Alejandro: This is fascinating. Assuming we got the notion of computability right, this means that, ultimately, all science is bounded by the limits of computation, right? So, in a sense, even if the universe is more than computation (whatever that means), it seems that the part of the universe we can know about in sufficient detail to make accurate predictions will forever be limited by Turing-decidability. I wonder what kind of epistemology stems from this realization. I'm not aware if modern philosophy is playing at this level of understanding, but it does put some concrete meaning to the "veil of ignorance".
Backtracking a bit, one of the central notions of computability theory is the idea that for some problems, you have to be willing to loop forever at least in some inputs, to be able to answer for the rest of the inputs at all. And one of such problems is precisely detecting which those inputs will make you loop forever! This has some very concrete implications for programming in general. It seems to imply that we can never be completely certain that our program is correct (at least for some programs). I would expect this to be a major blow to software engineering, but it seems to me that for most practical purposes, we do assume we can verify programs. Do you have any insights on the actual impact of the limit of computability for practical software development?
Spear of Lugh: The first obvious limitation is that AI will replace programmers... There is a technical result, Rice's theorem, that shows that it is impossible in general. More precisely, the following problem is uncomputable: to build a program that takes as input a nontrivial semantics description and produces as output a program that meets this semantics description.

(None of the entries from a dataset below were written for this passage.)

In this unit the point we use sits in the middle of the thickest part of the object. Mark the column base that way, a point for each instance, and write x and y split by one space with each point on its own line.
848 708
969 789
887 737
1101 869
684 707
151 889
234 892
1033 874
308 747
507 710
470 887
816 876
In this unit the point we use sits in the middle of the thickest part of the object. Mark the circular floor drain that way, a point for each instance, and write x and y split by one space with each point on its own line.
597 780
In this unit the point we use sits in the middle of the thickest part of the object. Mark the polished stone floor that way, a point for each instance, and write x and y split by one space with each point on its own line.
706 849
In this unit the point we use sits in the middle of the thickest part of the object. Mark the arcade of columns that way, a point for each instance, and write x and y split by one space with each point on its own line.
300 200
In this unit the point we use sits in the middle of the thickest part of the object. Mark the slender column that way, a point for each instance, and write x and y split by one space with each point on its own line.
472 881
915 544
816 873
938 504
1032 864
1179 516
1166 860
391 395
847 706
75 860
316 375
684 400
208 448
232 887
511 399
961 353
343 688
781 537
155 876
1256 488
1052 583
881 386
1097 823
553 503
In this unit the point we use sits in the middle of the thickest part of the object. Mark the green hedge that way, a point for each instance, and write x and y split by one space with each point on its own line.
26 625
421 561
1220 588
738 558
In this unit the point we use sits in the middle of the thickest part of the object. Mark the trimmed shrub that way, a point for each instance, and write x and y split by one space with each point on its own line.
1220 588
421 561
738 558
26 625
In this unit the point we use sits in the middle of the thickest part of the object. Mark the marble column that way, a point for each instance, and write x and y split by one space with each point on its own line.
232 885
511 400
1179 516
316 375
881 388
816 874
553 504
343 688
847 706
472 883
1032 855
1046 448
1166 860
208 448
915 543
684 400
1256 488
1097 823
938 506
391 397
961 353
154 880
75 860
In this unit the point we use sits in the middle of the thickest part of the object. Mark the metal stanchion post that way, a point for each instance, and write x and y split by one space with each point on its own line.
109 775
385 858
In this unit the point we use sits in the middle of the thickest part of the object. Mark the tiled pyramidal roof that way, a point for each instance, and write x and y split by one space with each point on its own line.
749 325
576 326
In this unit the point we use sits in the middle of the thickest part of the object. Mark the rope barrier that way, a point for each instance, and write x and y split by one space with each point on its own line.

We can have programs that produce other programs: typically a compiler. But the input of a compiler is not a semantical description of what the program should do. It is already a program, and what is asked is to produce a program with the same semantics in another language (so it is not a counter-example to Rice's theorem). By the same token, if you provide non-semantical guides (e.g., a program that halts after x steps), you may produce a program that meets those requirements. But if you come up with a description of "what" the program should do, there is no hope of automatizing this in general.
In a similar way, proving that a given program is correct with respect to a given semantics is not possible. What is proved as impossible is not that there is a proof of the correctness of the program but that you cannot automatize this proof. Now you have a third way to look at the problem: given the proof and the program, it is possible to check that the proof is correct. What is impossible is to find the proof in the general case.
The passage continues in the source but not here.